1   Mijn hart is, Heer, in U gerust.
Uw lof te zingen is mijn lust.
Maakt, harp en luit, den Here groot.
Mijn lied begroet het morgenrood.
Ik breng mijn lof, o Heer, U toe
onder de volken en ik doe
in ieder land mijn psalm weerklinken,
daar 'k hemelhoog uw trouw zie blinken.

2   Ja, hoger dan het hemels blauw
is, Heer, uw goedheid en uw trouw.
Verhef U, dat uw aangezicht
de hemel met zijn glans verlicht.
Op aarde blink' uw heerlijkheid.
Gord uw geliefden tot de strijd.
Ten zege zij uw hand geheven,
hoor mij, o Heer, wil antwoord geven.

3   Maar wat?

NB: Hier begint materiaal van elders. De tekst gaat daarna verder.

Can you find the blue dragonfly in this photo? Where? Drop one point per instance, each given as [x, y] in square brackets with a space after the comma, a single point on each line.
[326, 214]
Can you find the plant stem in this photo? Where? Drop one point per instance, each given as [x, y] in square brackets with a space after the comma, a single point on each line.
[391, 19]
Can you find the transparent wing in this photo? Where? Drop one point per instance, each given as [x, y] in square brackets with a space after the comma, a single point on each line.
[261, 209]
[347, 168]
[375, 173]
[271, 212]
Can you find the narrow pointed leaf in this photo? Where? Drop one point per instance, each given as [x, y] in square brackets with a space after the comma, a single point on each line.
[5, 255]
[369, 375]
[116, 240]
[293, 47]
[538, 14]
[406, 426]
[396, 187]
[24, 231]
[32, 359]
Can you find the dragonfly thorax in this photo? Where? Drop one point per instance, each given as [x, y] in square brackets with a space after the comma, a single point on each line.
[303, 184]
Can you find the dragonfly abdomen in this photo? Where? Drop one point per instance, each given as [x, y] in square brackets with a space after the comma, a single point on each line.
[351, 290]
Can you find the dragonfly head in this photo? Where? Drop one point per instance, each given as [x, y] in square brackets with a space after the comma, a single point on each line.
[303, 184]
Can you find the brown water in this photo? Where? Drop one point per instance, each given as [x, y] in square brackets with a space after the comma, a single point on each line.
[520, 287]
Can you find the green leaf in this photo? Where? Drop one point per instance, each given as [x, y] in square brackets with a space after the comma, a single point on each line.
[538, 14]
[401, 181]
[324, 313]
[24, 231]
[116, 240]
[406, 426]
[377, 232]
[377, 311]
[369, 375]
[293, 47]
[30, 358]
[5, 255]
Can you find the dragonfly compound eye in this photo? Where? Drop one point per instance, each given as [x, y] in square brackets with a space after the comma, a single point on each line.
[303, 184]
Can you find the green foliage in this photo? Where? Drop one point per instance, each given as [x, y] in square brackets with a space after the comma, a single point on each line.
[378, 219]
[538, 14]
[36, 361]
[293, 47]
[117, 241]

Mijn God heeft reeds gehoord.
In 't heiligdom weerklonk zijn woord.
Ik juich, ik zal de vijand slaan
aan beide oevers der Jordaan.
Dan, mij erkennend als hun heer,
werpt zich het Noorden voor mij neer
en 't Zuiden hoort naar mijn bevelen.
Heel 't land zal 'k meten en verdelen.

4   Wie voert mij met een vaste hand
tot in het hart van 's vijands land?
O God, die ons verstoten had,
trek met ons uit, wijs ons het pad,
want mensenhulp is ijdelheid.
Nu God ons bijstaat in de strijd
is elke heldendaad te wagen.
De vijand wordt door Hem verslagen.
Terug naar boven

Psalmen uit het Liedboek voor de Kerken (1973)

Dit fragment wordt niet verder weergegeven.